Parfois, glissé dans une conversation, j’entends la phrase « mais toi qui es habituée aux morts, à côtoyer des gens dans le deuil, ça ne te fait plus rien, non ? »
Et bien justement non, je refuse de m’y habituer. Car chaque personne défunte a sa propre histoire, sa famille, son cercle d’amis. A chaque décès, c’est une première fois, il faut y mettre toute son attention, être à l’écoute et se concentrer sur cette situation unique et délicate.
Evidemment, le chagrin des personnes endeuillées me bouleverse, et vient remuer toutes sortes d’émotions.
Mais je refuse de me « blinder », de me « protéger », car j’ai l’intime conviction que c’est avec le cœur grand ouvert qu’on parvient le mieux à accueillir ces moments difficiles.
En tant que doula de fin de vie et d’assistante funéraire, je considère que ma tâche est de rester bien ancrée, authentique, sincère et soutenante. Si je me tiens éloignée de ce que je ressens, je ne permets pas à la vie de faire son travail et de me transformer pour devenir une accompagnante plus adéquate.
Lorsqu’on ferme les volets, on est protégé, mais on ne voit plus ce qu’il se passe à l’extérieur, on n’est éclairé que par sa petite lumière personnelle.

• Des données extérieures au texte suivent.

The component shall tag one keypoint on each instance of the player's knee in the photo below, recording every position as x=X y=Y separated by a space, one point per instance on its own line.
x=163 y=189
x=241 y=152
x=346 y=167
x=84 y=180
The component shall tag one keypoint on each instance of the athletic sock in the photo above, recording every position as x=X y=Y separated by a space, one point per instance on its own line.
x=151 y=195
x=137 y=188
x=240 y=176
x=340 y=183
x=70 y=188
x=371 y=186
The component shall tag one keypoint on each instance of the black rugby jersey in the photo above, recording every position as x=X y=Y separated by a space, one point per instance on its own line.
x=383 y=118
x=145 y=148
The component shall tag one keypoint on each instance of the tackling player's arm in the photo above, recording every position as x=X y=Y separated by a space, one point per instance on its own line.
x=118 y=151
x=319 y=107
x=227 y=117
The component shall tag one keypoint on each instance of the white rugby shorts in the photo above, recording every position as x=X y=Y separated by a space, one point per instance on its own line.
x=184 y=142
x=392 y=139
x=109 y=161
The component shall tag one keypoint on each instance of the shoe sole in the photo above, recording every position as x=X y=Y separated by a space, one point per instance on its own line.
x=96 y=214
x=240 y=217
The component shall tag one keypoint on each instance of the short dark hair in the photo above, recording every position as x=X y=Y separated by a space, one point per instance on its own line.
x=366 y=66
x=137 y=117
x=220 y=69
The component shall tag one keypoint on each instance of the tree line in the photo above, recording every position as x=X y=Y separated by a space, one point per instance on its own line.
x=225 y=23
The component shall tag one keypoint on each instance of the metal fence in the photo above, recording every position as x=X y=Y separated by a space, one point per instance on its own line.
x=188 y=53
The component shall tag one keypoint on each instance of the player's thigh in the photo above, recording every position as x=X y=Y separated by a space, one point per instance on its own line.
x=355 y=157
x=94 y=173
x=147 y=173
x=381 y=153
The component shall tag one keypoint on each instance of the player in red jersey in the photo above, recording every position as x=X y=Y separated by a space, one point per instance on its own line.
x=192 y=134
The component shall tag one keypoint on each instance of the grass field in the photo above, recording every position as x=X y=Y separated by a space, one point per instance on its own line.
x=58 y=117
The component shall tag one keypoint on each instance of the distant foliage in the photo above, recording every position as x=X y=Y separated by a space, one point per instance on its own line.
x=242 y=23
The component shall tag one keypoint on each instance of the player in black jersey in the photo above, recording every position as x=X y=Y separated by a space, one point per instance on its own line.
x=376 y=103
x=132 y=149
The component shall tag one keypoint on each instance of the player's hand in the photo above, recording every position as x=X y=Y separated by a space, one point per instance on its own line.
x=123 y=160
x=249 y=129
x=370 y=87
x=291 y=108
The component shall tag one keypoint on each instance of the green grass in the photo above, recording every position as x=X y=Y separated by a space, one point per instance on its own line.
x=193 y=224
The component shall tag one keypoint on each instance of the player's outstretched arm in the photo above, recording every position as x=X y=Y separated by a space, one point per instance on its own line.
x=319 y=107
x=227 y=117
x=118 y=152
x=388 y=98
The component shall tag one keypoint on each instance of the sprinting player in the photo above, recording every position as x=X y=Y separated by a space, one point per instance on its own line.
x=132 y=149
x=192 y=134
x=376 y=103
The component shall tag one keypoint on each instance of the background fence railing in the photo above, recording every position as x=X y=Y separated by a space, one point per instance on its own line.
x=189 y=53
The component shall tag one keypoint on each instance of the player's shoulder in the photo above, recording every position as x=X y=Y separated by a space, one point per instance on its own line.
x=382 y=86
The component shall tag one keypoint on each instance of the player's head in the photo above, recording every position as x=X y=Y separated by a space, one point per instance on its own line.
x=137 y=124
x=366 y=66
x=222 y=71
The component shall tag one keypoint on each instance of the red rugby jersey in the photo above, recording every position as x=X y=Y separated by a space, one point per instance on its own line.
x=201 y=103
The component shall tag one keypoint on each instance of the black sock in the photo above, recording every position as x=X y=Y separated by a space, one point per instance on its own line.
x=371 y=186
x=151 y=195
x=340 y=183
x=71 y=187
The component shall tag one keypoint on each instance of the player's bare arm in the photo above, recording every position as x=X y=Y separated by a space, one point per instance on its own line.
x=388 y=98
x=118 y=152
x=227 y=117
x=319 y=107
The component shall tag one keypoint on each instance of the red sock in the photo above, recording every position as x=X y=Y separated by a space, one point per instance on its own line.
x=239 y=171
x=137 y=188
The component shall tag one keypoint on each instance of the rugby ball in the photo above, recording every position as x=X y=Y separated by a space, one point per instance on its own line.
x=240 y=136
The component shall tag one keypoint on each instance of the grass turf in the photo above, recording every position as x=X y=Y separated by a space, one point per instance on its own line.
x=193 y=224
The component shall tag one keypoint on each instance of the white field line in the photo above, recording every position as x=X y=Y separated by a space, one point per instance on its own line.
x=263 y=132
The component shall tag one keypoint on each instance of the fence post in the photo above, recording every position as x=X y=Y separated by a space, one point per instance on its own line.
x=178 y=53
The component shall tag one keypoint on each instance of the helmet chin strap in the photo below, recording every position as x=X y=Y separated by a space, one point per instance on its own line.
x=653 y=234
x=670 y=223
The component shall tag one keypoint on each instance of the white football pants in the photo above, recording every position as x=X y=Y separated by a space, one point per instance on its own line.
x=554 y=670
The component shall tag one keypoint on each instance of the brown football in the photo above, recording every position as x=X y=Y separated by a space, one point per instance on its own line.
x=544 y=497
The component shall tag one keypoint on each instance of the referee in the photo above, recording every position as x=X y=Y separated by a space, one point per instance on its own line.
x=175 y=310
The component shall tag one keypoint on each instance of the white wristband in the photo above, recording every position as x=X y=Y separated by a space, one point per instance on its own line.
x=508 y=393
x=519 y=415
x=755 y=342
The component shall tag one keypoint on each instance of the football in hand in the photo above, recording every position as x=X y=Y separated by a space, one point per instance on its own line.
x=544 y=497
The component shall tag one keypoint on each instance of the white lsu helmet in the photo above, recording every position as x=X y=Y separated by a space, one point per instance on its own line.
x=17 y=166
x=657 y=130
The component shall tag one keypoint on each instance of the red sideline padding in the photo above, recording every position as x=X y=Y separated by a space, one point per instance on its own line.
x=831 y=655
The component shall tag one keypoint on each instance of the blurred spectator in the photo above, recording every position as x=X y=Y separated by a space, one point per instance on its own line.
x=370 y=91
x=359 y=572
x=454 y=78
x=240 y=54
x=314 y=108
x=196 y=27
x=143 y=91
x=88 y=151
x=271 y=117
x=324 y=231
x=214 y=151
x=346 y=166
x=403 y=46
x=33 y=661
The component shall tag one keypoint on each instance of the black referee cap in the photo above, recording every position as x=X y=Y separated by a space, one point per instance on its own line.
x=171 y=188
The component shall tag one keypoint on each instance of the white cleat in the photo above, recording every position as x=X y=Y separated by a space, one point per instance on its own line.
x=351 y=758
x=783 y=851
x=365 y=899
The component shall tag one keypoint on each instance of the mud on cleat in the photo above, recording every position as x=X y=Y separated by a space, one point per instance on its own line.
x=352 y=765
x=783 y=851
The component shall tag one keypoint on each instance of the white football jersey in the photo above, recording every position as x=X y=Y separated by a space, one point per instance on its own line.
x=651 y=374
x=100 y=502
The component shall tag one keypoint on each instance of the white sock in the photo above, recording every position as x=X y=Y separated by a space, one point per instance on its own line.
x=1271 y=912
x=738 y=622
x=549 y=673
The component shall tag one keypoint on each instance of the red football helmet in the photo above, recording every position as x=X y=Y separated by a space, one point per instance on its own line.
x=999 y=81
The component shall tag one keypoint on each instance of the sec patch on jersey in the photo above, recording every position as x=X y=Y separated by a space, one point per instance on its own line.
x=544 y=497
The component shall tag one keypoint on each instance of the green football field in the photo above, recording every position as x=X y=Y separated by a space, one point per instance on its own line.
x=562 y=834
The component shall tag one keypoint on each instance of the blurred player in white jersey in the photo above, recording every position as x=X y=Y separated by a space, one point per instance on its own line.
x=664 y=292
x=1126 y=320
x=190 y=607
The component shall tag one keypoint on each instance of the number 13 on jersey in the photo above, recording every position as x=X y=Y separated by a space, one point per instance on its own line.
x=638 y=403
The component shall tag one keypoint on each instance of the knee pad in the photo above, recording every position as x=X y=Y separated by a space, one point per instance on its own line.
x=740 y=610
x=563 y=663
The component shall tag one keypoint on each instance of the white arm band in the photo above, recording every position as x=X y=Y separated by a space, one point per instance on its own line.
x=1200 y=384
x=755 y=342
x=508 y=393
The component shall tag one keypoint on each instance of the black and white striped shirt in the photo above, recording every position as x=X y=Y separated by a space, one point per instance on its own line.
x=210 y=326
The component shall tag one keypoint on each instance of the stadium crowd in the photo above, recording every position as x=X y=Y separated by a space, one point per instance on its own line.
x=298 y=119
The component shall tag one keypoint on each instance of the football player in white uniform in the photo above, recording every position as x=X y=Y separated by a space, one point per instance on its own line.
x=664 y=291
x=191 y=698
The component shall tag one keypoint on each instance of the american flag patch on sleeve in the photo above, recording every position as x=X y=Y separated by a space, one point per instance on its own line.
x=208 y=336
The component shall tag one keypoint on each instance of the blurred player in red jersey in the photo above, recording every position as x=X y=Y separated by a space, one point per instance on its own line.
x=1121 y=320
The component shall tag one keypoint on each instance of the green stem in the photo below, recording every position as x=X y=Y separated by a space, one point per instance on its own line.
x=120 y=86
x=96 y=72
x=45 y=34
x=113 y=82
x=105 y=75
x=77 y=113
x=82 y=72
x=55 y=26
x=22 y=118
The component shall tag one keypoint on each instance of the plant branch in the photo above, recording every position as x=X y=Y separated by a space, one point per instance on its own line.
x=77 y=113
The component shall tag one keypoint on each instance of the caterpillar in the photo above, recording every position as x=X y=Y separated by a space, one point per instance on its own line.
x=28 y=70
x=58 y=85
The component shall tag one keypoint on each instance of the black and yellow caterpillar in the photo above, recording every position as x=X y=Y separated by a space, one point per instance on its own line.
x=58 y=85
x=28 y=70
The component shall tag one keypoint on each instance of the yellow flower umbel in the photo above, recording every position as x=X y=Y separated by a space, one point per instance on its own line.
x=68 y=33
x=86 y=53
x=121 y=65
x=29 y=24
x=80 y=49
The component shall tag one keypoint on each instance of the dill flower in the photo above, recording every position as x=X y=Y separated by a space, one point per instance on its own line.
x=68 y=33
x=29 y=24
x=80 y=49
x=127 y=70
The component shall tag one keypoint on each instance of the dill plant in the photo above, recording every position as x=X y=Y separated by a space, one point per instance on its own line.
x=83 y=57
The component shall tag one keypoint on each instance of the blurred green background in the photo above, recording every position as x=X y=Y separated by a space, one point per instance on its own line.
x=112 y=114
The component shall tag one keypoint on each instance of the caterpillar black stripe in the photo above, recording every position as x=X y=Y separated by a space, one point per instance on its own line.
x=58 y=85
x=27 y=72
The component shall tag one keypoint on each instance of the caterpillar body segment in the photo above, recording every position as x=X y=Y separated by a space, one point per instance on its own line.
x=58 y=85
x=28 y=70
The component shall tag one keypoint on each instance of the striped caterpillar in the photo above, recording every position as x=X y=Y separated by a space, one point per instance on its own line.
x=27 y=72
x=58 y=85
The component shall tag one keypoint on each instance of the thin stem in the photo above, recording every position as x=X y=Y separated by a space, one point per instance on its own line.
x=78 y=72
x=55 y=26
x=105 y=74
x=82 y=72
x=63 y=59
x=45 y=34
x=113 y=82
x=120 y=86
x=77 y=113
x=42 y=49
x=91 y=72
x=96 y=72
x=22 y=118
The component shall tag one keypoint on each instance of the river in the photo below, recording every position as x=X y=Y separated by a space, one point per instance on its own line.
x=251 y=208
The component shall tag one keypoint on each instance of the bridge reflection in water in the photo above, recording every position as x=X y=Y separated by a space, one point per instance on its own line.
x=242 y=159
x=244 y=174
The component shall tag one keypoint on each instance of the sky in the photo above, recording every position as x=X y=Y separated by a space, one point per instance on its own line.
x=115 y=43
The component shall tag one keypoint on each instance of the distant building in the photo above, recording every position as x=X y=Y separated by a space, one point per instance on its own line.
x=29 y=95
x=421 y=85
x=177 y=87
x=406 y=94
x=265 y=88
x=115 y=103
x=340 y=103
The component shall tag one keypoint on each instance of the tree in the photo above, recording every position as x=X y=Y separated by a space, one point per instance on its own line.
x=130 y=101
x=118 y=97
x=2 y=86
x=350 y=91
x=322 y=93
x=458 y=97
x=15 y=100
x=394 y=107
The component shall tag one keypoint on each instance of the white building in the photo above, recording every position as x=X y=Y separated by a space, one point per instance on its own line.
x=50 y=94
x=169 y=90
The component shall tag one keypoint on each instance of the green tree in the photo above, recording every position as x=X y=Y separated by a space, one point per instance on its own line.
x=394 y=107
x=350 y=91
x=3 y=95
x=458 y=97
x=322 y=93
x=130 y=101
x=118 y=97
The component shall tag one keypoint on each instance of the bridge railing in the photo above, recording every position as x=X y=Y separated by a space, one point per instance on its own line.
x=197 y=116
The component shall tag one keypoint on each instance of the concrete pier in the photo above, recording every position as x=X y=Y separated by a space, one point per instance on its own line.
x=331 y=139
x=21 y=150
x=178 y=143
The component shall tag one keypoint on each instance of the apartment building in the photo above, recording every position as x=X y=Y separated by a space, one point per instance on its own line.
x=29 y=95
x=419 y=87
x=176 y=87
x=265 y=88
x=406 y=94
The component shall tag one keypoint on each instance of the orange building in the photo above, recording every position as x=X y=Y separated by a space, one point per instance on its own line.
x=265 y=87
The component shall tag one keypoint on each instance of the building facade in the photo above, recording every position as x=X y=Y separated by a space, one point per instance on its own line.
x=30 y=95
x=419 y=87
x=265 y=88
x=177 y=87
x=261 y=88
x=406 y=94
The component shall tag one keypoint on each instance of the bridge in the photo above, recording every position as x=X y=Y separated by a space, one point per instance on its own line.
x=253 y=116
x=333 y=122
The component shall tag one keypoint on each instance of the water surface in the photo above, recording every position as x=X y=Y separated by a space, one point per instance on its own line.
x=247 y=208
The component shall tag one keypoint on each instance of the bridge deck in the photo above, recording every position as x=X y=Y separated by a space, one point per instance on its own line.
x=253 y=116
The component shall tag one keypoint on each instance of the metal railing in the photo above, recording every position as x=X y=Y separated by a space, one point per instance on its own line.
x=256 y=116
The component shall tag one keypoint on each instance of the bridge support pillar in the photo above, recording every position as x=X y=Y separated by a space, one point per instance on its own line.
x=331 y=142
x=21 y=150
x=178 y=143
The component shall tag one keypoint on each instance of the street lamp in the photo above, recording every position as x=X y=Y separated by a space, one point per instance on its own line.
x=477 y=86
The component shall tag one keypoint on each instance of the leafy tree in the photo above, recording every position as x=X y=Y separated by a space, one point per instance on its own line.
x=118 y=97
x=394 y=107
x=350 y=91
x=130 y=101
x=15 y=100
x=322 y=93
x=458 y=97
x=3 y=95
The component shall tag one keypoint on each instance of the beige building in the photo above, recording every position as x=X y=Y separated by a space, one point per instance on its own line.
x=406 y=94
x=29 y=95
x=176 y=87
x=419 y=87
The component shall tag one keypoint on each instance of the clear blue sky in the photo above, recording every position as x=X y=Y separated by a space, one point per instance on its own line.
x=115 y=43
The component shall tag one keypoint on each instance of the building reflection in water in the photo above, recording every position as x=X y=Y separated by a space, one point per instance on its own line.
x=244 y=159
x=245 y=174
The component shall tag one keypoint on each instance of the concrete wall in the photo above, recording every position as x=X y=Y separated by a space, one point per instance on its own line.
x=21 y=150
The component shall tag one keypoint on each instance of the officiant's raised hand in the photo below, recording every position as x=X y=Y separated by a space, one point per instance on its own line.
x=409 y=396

Pour se laisser traverser par la vie, il faut être comme un rideau, bien accroché , transparent, tout fin devant la fenêtre, qui permet à la lumière, à l’air d’entrer et de sortir, en ondulant souplement, librement, sans se déchirer.
Chaque mort amène son lot de questions, sa part de mystère.
Chaque mort nous ramène à notre propre finitude.
Et dans cette finitude d’une vie sur Terre, nous pouvons ressentir cette appartenance à l’humanité, comprendre ce lien invisible qui nous unit.
Côtoyer régulièrement la mort le cœur ouvert, c’est refuser l’habitude, c’est accepter la vie de manière inconditionnelle.